Vietnam needs to have a more flexible monetary policy to prevent negative impacts on banks and enterprises during the second half of the year, experts said.
According to the National Assembly Committee for Economic Affairs, credit growth should be maintained at a reasonable level through the year end. Across-the-board lending restrictions are not advisable, the committee said.
Ha Van Hien, chairman of the committee, said in at a meeting in Hanoi Thursday that many companies had faced more difficulties this year due to limited credit access and high borrowing costs. He said a number of companies even had to halt operations or shut down completely.

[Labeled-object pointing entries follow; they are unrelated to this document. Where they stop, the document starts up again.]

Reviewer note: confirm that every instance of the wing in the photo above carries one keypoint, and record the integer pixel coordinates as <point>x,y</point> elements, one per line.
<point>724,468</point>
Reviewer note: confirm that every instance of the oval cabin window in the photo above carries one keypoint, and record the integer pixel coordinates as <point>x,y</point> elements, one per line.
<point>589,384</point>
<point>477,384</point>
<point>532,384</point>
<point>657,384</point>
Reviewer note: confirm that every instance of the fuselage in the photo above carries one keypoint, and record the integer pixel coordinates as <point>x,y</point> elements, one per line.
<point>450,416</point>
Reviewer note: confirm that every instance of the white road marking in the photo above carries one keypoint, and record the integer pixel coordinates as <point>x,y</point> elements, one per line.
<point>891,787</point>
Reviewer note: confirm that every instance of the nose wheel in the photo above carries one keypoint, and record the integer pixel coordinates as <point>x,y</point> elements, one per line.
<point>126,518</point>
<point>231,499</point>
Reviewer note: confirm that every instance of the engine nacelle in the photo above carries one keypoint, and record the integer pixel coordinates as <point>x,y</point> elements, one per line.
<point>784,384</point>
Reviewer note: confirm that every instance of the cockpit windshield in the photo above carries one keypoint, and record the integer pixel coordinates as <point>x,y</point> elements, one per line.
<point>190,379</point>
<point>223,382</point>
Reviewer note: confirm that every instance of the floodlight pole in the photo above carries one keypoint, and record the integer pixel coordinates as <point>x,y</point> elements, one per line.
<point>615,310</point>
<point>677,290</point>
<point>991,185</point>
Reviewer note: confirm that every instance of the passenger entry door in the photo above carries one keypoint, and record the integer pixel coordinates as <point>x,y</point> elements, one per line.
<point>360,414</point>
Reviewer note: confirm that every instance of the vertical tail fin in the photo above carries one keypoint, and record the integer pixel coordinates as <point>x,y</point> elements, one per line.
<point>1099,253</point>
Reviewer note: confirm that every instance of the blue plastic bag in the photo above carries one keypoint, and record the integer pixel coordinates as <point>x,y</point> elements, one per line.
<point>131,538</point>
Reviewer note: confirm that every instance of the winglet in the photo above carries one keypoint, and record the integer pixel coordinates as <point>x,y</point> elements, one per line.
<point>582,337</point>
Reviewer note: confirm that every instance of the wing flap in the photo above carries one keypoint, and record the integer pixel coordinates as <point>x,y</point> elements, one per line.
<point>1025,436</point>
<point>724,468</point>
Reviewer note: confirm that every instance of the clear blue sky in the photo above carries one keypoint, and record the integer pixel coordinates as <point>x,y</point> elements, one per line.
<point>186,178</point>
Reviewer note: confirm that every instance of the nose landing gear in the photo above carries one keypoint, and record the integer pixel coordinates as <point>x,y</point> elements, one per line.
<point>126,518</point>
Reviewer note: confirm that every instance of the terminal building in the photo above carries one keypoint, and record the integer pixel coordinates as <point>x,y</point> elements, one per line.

There was an estimate that around 30 percent of companies have gone bankrupt, Hien said, without saying where the statistics came from.
Other members of the committee suggested credit growth be at 23 percent, instead of the current target of 20 percent set by the government.
The Committee for Economic Affairs also expressed concerns over soaring inflation, which has far exceeded the original full-year target of 7 percent. It said high consumer prices are hurting many people, especially the three million poor households and 1.6 million others living on the verge of poverty.
Inflation almost hit 21 percent in June. Minister of Investment and Planning Vo Hong Phuc said Thursday that the government has raised the inflation target to 17 percent.
"Even this target requires efforts because it would be good enough to end the year with an inflation rate in the 17-18 range," he said.